Nets wake up in second half and rout Hawks

D'Angelo Russell of the Nets controls the ball during the first quarter against Trae Young of the Hawks at Barclays Center on Wednesday. Credit: Jim McIsaac
Teams in playoff position cannot afford to waste home games against the NBA’s lesser teams, especially when the immediate schedule only grows more challenging from here.
The surging Nets spotted Atlanta a monstrous first quarter Wednesday night, but they overcame a 19-point deficit for their largest comeback victory of the season, improving to 13-4 since Dec. 7 with a 116-100 win over the Hawks at Barclays Center.

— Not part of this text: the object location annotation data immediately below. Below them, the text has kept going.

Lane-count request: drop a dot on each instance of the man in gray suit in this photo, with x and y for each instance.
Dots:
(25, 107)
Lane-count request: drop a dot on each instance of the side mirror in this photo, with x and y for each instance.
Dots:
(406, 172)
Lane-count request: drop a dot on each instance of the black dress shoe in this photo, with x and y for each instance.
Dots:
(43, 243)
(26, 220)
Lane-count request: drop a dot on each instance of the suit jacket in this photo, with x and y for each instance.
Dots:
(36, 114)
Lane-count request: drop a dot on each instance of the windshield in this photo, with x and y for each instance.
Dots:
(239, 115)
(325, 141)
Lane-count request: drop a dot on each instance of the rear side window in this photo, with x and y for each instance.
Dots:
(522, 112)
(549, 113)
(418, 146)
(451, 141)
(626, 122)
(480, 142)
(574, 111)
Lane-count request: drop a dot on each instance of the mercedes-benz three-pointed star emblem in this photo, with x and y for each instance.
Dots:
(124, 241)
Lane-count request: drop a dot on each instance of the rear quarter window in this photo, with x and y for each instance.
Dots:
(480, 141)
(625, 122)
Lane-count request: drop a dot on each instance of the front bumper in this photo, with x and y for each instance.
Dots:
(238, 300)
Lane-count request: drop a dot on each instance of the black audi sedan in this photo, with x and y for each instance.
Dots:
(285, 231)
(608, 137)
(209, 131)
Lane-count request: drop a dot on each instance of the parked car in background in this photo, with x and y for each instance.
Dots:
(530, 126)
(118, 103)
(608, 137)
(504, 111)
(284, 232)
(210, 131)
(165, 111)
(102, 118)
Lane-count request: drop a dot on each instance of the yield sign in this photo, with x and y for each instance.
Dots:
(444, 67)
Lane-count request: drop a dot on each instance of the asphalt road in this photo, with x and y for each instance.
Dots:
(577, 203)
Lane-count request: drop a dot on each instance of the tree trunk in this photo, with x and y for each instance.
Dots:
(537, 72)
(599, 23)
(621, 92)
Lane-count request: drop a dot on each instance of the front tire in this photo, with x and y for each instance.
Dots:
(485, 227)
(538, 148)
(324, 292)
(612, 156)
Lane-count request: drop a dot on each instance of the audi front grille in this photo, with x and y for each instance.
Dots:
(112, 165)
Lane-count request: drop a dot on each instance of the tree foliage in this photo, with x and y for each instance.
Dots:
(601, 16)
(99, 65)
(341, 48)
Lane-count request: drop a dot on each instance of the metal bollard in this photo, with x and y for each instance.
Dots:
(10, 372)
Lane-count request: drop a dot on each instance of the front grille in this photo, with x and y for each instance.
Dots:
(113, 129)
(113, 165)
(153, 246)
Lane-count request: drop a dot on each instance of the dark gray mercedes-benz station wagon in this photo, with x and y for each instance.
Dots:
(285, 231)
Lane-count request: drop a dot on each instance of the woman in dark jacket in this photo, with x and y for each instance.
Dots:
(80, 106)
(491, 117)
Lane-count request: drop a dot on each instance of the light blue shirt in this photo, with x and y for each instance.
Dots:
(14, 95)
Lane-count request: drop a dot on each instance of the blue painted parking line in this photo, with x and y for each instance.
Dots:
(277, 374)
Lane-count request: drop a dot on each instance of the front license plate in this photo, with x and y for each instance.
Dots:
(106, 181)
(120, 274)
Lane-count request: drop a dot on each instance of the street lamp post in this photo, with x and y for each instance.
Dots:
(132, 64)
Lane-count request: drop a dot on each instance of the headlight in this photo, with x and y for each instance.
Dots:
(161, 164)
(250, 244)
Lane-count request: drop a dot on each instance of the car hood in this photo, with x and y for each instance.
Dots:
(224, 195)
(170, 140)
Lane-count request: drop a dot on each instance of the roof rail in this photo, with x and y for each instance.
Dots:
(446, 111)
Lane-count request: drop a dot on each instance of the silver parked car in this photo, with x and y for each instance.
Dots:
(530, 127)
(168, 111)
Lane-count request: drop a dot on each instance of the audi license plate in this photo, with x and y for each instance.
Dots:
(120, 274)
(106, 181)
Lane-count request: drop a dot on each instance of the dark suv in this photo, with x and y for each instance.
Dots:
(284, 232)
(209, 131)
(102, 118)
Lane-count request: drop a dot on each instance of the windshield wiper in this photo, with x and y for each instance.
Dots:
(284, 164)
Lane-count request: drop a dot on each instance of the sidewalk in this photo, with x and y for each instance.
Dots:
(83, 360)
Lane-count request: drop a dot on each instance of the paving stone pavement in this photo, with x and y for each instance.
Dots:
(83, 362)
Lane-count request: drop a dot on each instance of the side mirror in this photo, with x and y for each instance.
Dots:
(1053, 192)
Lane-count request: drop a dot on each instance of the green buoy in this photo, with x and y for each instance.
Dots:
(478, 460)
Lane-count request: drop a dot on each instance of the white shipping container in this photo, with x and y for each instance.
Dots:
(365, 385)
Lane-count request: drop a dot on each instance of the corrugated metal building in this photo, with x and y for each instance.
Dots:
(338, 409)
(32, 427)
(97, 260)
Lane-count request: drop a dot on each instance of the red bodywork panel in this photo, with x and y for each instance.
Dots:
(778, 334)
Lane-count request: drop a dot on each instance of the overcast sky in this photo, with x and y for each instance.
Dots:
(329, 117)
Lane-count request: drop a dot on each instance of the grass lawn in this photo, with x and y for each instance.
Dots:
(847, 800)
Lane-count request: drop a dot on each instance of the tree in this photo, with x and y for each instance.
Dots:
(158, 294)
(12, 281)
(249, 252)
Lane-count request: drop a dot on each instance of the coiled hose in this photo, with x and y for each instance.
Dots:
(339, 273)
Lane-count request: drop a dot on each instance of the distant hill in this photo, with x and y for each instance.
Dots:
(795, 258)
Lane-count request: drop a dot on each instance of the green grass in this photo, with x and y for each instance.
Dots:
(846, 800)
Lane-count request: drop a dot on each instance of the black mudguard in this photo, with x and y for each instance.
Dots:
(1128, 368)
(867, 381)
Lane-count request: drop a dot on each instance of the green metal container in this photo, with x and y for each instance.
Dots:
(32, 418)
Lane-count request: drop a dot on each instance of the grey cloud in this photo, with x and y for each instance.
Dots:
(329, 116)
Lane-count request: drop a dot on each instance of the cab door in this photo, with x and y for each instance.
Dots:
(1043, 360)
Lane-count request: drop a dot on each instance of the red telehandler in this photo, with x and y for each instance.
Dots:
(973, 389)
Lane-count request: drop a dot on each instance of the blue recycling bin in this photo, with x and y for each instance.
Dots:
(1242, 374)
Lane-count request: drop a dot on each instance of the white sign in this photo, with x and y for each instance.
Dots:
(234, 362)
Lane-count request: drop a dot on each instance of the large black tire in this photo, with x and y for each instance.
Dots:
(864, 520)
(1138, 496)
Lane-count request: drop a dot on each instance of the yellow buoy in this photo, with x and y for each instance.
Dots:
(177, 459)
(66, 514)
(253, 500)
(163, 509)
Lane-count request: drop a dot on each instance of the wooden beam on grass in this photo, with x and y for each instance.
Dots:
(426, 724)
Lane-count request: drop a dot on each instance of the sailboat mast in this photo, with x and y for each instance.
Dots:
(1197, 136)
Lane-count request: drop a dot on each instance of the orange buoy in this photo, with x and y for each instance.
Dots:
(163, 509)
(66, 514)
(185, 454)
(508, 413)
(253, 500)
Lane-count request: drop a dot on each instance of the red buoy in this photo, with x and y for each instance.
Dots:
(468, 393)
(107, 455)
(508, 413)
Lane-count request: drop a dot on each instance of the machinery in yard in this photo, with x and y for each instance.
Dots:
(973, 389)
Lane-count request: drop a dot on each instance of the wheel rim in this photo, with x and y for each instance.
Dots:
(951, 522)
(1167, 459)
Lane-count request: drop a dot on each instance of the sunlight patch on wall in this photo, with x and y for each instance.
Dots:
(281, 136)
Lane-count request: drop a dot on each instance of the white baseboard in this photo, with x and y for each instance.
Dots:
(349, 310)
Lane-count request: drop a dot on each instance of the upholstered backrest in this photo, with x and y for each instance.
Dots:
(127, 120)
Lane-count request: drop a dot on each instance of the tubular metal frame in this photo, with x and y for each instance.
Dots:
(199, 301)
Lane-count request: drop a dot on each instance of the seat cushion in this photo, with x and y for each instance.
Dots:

“First of all, no easy games in the NBA, that’s for sure,” Nets coach Kenny Atkinson said. “They blitzed us in the first quarter. I think a lot of that was them and some of it was us . . . It’s like you’re playing with fire when you dig a hole like that.
“I hate repeating this, but I don’t think we win that game last year or the year before. But I thought we really locked down and showed a lot of maturity.”
D’Angelo Russell scored a team-high 23 points and Joe Harris chipped in 16 as the Nets (21-22) nudged percentage points ahead of Miami for the sixth playoff position in the Eastern Conference. DeMarre Carroll added 17 points and Spencer Dinwiddie netted 16. The Nets’ next three opponents — Toronto on the road, Boston at home and at Houston — boast a combined .642 winning percentage this season.
“It’s huge, because a game like this is a trap game,” said veteran big man Ed Davis, who had eight points and 16 rebounds in 22:32 off the bench. “You got a team that’s not going to make the playoffs and you’re supposed to win that game. You don’t look ahead, but you know that you got a tough stretch coming up . . . This is a game that you have to get, especially if you want to be playing after April 15.”
Brooklyn had connected for a season-best 144 points the previous time Atlanta was in town on Dec. 16. That was the fifth victory of the seven-game win streak that catapulted the Nets back into playoff contention, despite the loss in late November of leading scorer Caris LeVert to ankle surgery.
“We’re a resilient team, a team that gets off the mat when something bad happens,” Atkinson said.
The undermanned Nets had squandered a chance to reach .500 with Monday’s rough road loss to the Celtics, but Harris and Carroll returned to the lineup after missing the Boston game with minor injuries.
Still, the Hawks erupted for 38 points in the first quarter, including 14 of 16 from the free-throw line. They led by as many as 19 early in the second, before Russell and Dinwiddie fueled an 11-0 surge to help the Nets slash that hole to six points, 57-51, by halftime.
Harris, who came in ranked second in the NBA in three-point percentage, buried three shots from long range in the first three minutes of the third quarter for a 66-63 Brooklyn turnaround advantage. Davis’ traditional three-point play in the closing seconds of the period boosted the Nets’ cushion to six entering the final quarter.
The Nets opened the fourth on a 14-3 run, featuring five points from Carroll, to cruise to their 13th win in 17 games since their record bottomed out at 8-18 with an eight-game losing skid through Dec. 5.
“That’s where the veteran leadership comes in. They’re the ones that are vocalizing it, talking about the aspirations that we have as a team, and we can’t have these lapses if we want to get where we’re trying to go,” Harris said. “Considering where we’ve been to where we’re at now, it says a lot about the team.”